I think after No Child Left Behind, things have changed. Aren't the public school curricula now decided on by lawmakers? I know that the federal government has placed very strict requirements as to what can be and cannot be in the curricula now. So school boards have no choice but to follow.

Post 2

@ysmina-- When it comes to higher education curricula, it's not possible to make generalizations. Because it really depends on the University, the program and what the principles and aims of the institution are.

There are state and national standards that academic institutions have to aspire to. Aside from that, the curriculum depends on what the program aims to achieve, what kind of knowledge it wants to get across to its students.

Universities definitely keep in mind how this knowledge will be used by their students after graduation in their specific job fields. In some cases, they also seek opinions of students. Especially if a curriculum is being renewed and if there are courses that are not applicable or

as beneficial as they used to be.

I'm a master's student and my program director took advice from all graduate students in my program about a particular course which was consequently removed from the curriculum. So that definitely happens but maybe more often in smaller programs with a fewer number students. My program is quite small.

Post 1

Why doesn't higher education administrators and coordinators seek the views of students when deciding on curriculum? And to what extent are the skills that will be required in that career field considered?

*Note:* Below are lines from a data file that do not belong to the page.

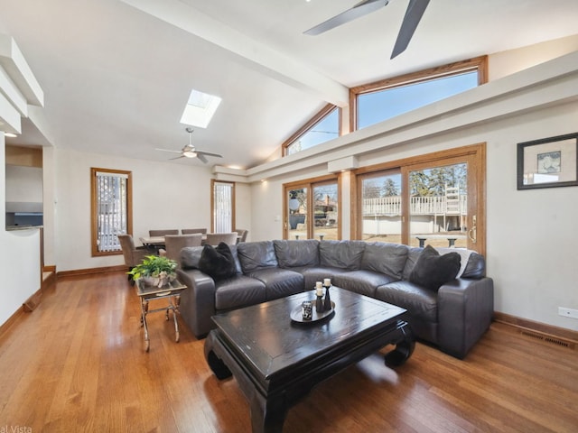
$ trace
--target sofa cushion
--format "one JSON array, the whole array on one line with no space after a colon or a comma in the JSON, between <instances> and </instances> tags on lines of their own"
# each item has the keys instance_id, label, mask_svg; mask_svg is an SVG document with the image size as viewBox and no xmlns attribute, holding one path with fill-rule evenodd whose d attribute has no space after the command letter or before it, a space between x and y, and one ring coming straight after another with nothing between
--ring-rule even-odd
<instances>
[{"instance_id":1,"label":"sofa cushion","mask_svg":"<svg viewBox=\"0 0 578 433\"><path fill-rule=\"evenodd\" d=\"M417 262L417 258L419 254L422 253L424 248L420 247L410 247L407 252L407 259L406 260L406 265L404 266L404 272L402 272L402 280L409 280L409 275L412 273L414 270L414 266L415 265L415 262Z\"/></svg>"},{"instance_id":2,"label":"sofa cushion","mask_svg":"<svg viewBox=\"0 0 578 433\"><path fill-rule=\"evenodd\" d=\"M465 269L461 273L461 278L473 278L480 280L486 276L486 260L484 256L478 253L471 253Z\"/></svg>"},{"instance_id":3,"label":"sofa cushion","mask_svg":"<svg viewBox=\"0 0 578 433\"><path fill-rule=\"evenodd\" d=\"M440 255L435 248L426 245L415 262L409 281L431 290L437 290L443 283L455 280L460 272L461 262L458 253Z\"/></svg>"},{"instance_id":4,"label":"sofa cushion","mask_svg":"<svg viewBox=\"0 0 578 433\"><path fill-rule=\"evenodd\" d=\"M288 269L261 268L247 273L247 276L263 281L266 300L303 291L303 276Z\"/></svg>"},{"instance_id":5,"label":"sofa cushion","mask_svg":"<svg viewBox=\"0 0 578 433\"><path fill-rule=\"evenodd\" d=\"M199 269L202 246L185 246L179 253L179 262L182 269Z\"/></svg>"},{"instance_id":6,"label":"sofa cushion","mask_svg":"<svg viewBox=\"0 0 578 433\"><path fill-rule=\"evenodd\" d=\"M394 281L378 287L375 297L388 304L406 309L413 317L428 322L437 322L436 291L409 281Z\"/></svg>"},{"instance_id":7,"label":"sofa cushion","mask_svg":"<svg viewBox=\"0 0 578 433\"><path fill-rule=\"evenodd\" d=\"M265 284L259 280L235 275L215 282L215 309L223 311L265 302Z\"/></svg>"},{"instance_id":8,"label":"sofa cushion","mask_svg":"<svg viewBox=\"0 0 578 433\"><path fill-rule=\"evenodd\" d=\"M396 280L386 273L359 269L335 275L331 279L331 283L341 289L375 298L378 287Z\"/></svg>"},{"instance_id":9,"label":"sofa cushion","mask_svg":"<svg viewBox=\"0 0 578 433\"><path fill-rule=\"evenodd\" d=\"M245 274L260 268L277 266L273 241L242 242L237 245L237 253Z\"/></svg>"},{"instance_id":10,"label":"sofa cushion","mask_svg":"<svg viewBox=\"0 0 578 433\"><path fill-rule=\"evenodd\" d=\"M316 239L273 241L273 245L281 268L319 265L319 241Z\"/></svg>"},{"instance_id":11,"label":"sofa cushion","mask_svg":"<svg viewBox=\"0 0 578 433\"><path fill-rule=\"evenodd\" d=\"M401 280L409 248L399 244L368 243L361 257L361 269L386 273Z\"/></svg>"},{"instance_id":12,"label":"sofa cushion","mask_svg":"<svg viewBox=\"0 0 578 433\"><path fill-rule=\"evenodd\" d=\"M215 281L237 275L237 265L228 245L221 242L216 247L205 244L199 260L199 269Z\"/></svg>"},{"instance_id":13,"label":"sofa cushion","mask_svg":"<svg viewBox=\"0 0 578 433\"><path fill-rule=\"evenodd\" d=\"M319 243L319 261L322 267L359 269L365 242L322 241Z\"/></svg>"}]
</instances>

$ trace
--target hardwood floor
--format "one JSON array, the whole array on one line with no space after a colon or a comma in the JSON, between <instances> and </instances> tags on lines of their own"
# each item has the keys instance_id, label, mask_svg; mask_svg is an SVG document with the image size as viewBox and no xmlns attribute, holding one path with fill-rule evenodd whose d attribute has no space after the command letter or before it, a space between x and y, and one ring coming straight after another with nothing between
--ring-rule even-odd
<instances>
[{"instance_id":1,"label":"hardwood floor","mask_svg":"<svg viewBox=\"0 0 578 433\"><path fill-rule=\"evenodd\" d=\"M0 428L250 431L244 396L212 375L203 340L180 320L175 343L163 313L148 321L147 354L124 273L59 280L0 339ZM284 431L575 432L577 361L494 323L463 361L419 343L395 370L365 359L294 406Z\"/></svg>"}]
</instances>

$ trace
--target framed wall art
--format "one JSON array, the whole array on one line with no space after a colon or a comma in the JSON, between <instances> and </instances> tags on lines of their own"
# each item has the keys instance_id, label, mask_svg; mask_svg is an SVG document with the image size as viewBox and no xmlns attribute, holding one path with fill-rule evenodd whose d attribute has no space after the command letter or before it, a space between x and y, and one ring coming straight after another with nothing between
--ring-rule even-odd
<instances>
[{"instance_id":1,"label":"framed wall art","mask_svg":"<svg viewBox=\"0 0 578 433\"><path fill-rule=\"evenodd\" d=\"M517 189L578 185L578 133L517 143Z\"/></svg>"}]
</instances>

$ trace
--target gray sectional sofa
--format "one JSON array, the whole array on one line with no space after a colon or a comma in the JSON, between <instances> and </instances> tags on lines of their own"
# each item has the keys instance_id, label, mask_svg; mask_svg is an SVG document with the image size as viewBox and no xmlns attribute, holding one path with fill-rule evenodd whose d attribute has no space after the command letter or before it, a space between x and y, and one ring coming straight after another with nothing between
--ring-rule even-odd
<instances>
[{"instance_id":1,"label":"gray sectional sofa","mask_svg":"<svg viewBox=\"0 0 578 433\"><path fill-rule=\"evenodd\" d=\"M218 281L199 269L202 248L183 248L177 270L188 287L181 315L199 338L214 327L215 314L311 290L325 278L407 309L417 338L458 358L480 338L493 315L493 281L485 276L484 258L469 250L441 251L458 253L461 267L457 278L434 290L412 282L424 248L312 239L241 243L230 247L234 275Z\"/></svg>"}]
</instances>

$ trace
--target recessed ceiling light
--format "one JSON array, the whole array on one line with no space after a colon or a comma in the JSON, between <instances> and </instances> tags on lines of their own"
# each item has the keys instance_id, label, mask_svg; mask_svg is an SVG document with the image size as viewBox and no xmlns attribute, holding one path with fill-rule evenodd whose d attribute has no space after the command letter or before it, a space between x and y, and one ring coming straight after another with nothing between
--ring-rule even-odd
<instances>
[{"instance_id":1,"label":"recessed ceiling light","mask_svg":"<svg viewBox=\"0 0 578 433\"><path fill-rule=\"evenodd\" d=\"M219 97L200 92L193 88L191 90L189 100L182 112L181 123L199 128L206 128L217 111L220 101L221 98Z\"/></svg>"}]
</instances>

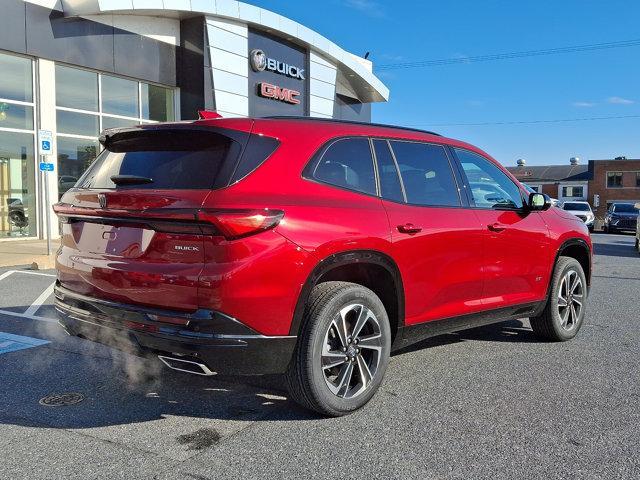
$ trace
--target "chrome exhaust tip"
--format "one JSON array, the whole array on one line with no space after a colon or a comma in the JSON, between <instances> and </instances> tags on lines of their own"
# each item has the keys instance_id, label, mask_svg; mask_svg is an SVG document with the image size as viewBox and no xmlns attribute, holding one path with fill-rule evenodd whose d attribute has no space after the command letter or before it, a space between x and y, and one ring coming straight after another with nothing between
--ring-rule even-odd
<instances>
[{"instance_id":1,"label":"chrome exhaust tip","mask_svg":"<svg viewBox=\"0 0 640 480\"><path fill-rule=\"evenodd\" d=\"M193 360L185 360L178 357L167 357L164 355L158 355L158 358L171 370L177 370L178 372L193 373L194 375L203 375L206 377L216 374L216 372L212 372L209 367L201 362L194 362Z\"/></svg>"}]
</instances>

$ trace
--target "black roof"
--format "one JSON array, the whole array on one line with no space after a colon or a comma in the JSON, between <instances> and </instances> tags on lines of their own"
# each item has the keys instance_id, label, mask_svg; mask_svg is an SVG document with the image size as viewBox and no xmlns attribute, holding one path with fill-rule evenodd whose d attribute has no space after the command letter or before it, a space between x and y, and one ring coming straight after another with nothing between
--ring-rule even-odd
<instances>
[{"instance_id":1,"label":"black roof","mask_svg":"<svg viewBox=\"0 0 640 480\"><path fill-rule=\"evenodd\" d=\"M507 167L521 182L558 182L590 180L588 165L546 165L546 166L518 166Z\"/></svg>"},{"instance_id":2,"label":"black roof","mask_svg":"<svg viewBox=\"0 0 640 480\"><path fill-rule=\"evenodd\" d=\"M272 120L302 120L306 122L330 122L330 123L346 123L348 125L363 125L367 127L383 127L383 128L395 128L397 130L406 130L409 132L427 133L429 135L436 135L441 137L439 133L431 132L429 130L420 130L419 128L411 127L399 127L398 125L387 125L385 123L371 123L371 122L357 122L355 120L337 120L335 118L320 118L320 117L300 117L295 115L272 115L268 117L260 117Z\"/></svg>"}]
</instances>

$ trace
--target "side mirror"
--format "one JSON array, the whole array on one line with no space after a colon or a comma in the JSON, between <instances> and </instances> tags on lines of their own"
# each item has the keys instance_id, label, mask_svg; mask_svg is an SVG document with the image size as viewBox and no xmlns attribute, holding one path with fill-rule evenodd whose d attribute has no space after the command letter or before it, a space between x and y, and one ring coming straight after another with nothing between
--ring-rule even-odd
<instances>
[{"instance_id":1,"label":"side mirror","mask_svg":"<svg viewBox=\"0 0 640 480\"><path fill-rule=\"evenodd\" d=\"M549 210L551 205L551 197L549 195L535 192L529 194L529 202L527 203L529 210Z\"/></svg>"}]
</instances>

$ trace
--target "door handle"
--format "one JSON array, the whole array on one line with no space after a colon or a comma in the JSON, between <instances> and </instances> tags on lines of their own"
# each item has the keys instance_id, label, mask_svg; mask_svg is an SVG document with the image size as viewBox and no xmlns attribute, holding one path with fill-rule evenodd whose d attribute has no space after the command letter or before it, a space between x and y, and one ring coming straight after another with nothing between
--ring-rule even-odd
<instances>
[{"instance_id":1,"label":"door handle","mask_svg":"<svg viewBox=\"0 0 640 480\"><path fill-rule=\"evenodd\" d=\"M487 228L492 232L502 232L503 230L507 229L507 226L503 225L502 223L492 223L490 225L487 225Z\"/></svg>"},{"instance_id":2,"label":"door handle","mask_svg":"<svg viewBox=\"0 0 640 480\"><path fill-rule=\"evenodd\" d=\"M398 225L398 231L400 233L408 233L409 235L415 235L422 231L422 227L416 227L413 223L405 223L404 225Z\"/></svg>"}]
</instances>

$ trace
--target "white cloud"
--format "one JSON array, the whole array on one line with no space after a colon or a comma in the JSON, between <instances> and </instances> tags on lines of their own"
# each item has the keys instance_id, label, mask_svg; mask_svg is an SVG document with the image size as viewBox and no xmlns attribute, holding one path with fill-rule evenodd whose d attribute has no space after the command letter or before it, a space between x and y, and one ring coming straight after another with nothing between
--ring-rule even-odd
<instances>
[{"instance_id":1,"label":"white cloud","mask_svg":"<svg viewBox=\"0 0 640 480\"><path fill-rule=\"evenodd\" d=\"M597 103L595 102L573 102L571 105L578 108L591 108L595 107Z\"/></svg>"},{"instance_id":2,"label":"white cloud","mask_svg":"<svg viewBox=\"0 0 640 480\"><path fill-rule=\"evenodd\" d=\"M344 0L344 4L371 17L384 17L382 6L373 0Z\"/></svg>"},{"instance_id":3,"label":"white cloud","mask_svg":"<svg viewBox=\"0 0 640 480\"><path fill-rule=\"evenodd\" d=\"M633 103L636 103L633 100L629 100L628 98L622 98L622 97L609 97L607 98L607 102L614 103L616 105L631 105Z\"/></svg>"}]
</instances>

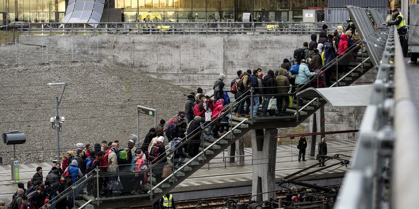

I don't know too much about curriculum alignment despite having gone to college. During college, it felt to me that the curriculum was decided on based on two factors. One was the provost required courses which had become the norm for this area of study in all educational institutions. The other seemed to be based on the interests of the Professors and the expertise which they had. After all, in order to add a new course to a curriculum, you have to make sure there is someone there to teach it.

Do you think that this is the right way to go about curriculum alignment? What about the interests of students and the skills and expertise they need for their careers?